Friday, January 4, 2008

The Nature of Home Building (Delays)

I wanted to reiterate something about the nature of home building (or any kind of construction). I've touched on it a few times during the process of building our house, and we experienced these things since before excavation. I'm seeing this now with a friend who is building another earth-home (specifically a Terra-Dome) nearby.

I wont mention names, because I'm not sure he'd like that. I will say that this guy and his family paid a visit to us to look at our house and to ask a load of questions. They've bought property about 45 minutes away from us. They had planned to build and should've gotten started by now, but buying the property and getting easements has taken a lot longer than anticipated. This is the nature of buiding. There are delays that you can't count on.

Evidently, as best I understand it, the people developing the area where my friend is building, haven't created the easements yet, so they really can't get trucks in to do a lot of work yet. They had hoped to have this done so that the could start, but the delays are hampering progress.In addition, they were holding off on buying some equipment until after getting this stuff resolved, but were approaching a deadline of when the price would go up and there'd be finance changes. So they've ended up buying now and will be storing equipment off-site. What a mess! And it's all because of delays.
There will be delays due to inspections. For instance, you might have pipe or electric work in a wall, and you want to due drywalling next. The problem is, you can't until the work inside the wall has been inspected. If the inspector doesn't get to your site for a couple of days, well, you can't drywall for a couple of days and so you have to work on something else.

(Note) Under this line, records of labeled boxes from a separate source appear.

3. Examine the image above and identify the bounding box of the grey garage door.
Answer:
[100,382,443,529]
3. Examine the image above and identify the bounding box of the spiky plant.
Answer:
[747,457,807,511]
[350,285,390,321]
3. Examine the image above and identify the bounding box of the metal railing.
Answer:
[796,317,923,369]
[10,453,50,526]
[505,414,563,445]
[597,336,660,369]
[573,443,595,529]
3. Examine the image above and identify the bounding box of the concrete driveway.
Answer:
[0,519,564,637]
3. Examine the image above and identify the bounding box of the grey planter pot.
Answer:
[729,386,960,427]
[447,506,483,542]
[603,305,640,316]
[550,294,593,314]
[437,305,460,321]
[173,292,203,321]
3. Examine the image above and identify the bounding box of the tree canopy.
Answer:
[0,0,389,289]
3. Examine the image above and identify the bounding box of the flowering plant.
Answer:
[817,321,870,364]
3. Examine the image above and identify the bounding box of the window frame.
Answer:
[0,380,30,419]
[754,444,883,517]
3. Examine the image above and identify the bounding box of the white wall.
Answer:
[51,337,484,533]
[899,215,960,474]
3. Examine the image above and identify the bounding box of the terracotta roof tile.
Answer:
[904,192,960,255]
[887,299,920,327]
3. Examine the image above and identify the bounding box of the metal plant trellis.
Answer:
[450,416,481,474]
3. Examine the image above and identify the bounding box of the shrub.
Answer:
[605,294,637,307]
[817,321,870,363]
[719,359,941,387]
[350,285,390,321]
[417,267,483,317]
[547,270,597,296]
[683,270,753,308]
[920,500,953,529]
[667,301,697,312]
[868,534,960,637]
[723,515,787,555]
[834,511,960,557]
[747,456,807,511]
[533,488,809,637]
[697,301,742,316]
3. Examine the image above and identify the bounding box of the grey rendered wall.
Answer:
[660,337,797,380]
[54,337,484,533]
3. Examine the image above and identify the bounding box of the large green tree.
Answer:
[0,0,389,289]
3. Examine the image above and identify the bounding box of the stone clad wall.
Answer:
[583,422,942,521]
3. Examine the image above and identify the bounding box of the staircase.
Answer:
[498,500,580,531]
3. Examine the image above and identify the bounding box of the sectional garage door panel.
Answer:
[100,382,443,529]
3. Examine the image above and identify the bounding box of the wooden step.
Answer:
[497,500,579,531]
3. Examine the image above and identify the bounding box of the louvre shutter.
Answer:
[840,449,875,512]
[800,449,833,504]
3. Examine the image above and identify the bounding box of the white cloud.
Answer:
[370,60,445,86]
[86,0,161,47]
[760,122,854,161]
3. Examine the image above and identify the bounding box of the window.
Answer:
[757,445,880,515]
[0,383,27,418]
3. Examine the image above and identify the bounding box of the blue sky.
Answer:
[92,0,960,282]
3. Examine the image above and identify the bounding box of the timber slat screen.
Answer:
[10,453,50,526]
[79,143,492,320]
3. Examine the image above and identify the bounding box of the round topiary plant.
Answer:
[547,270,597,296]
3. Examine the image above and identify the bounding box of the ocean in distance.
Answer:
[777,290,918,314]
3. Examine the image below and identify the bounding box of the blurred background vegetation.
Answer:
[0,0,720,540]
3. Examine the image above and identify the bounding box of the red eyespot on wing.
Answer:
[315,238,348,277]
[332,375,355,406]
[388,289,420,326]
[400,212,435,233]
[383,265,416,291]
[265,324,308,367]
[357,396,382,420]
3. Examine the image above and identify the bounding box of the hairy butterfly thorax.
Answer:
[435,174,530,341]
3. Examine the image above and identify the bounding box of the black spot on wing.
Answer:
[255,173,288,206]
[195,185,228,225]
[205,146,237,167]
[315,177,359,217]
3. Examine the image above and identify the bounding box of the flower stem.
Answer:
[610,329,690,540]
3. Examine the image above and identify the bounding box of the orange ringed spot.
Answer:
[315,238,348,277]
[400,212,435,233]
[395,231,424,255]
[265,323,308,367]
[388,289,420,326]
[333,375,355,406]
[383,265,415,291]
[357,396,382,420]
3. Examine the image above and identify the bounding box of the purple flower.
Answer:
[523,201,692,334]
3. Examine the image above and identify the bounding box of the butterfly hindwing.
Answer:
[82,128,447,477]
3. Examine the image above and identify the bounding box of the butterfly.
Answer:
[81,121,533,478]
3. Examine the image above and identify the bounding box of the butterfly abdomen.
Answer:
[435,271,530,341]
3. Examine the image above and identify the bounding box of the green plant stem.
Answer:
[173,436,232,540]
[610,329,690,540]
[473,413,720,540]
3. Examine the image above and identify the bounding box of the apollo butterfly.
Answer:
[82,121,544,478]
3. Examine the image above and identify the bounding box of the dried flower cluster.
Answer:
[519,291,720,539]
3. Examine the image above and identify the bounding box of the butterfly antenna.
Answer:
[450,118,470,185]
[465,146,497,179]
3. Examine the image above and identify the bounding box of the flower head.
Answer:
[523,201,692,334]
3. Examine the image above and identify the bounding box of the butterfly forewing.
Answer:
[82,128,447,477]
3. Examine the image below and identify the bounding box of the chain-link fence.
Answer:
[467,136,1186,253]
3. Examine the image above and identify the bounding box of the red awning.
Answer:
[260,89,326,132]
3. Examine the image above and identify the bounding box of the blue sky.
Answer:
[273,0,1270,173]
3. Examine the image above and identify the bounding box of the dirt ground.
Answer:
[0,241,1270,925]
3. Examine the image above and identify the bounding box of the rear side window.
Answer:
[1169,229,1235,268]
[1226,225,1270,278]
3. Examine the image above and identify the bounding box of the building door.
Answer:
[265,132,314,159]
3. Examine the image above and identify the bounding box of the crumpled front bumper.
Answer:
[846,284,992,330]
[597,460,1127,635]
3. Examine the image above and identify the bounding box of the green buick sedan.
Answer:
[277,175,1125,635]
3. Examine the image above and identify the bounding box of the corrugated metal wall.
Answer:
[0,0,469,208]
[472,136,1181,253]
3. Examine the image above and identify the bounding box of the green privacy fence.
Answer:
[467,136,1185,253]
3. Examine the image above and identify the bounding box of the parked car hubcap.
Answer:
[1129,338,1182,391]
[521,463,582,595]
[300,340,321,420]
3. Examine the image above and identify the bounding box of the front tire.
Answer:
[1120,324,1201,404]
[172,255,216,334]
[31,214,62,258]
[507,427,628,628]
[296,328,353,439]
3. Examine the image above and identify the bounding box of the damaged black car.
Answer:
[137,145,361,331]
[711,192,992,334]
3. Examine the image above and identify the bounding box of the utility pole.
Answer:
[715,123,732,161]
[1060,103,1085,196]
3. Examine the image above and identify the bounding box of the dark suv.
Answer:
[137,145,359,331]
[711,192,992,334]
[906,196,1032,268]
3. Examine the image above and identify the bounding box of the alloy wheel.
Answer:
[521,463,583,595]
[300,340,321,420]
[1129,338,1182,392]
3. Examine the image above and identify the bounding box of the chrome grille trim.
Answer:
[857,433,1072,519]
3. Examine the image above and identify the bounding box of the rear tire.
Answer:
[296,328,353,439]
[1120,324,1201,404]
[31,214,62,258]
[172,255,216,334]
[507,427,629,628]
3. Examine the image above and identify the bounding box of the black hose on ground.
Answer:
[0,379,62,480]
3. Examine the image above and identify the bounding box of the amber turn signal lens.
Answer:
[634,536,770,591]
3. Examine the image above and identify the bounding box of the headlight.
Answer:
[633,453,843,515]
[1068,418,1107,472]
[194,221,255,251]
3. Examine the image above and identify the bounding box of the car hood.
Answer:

If you plan on building, plan on delays. There will be delays because of weather. There will be delays due to illness (your's, a family member, or a contractor). There will be delays due to a death in the family (a family member, a friend, or that of a contractor).There will be delays due to bureacratic red tape, depending upon where you intend to build. There are these easement delays.

There are delays due to poor planning. This poor planning could be your poor planning, or it could be poor planning on the part of a contractor. Either way, you're going to have to deal with it.

Most of the delays are things you can't control. Get used to it.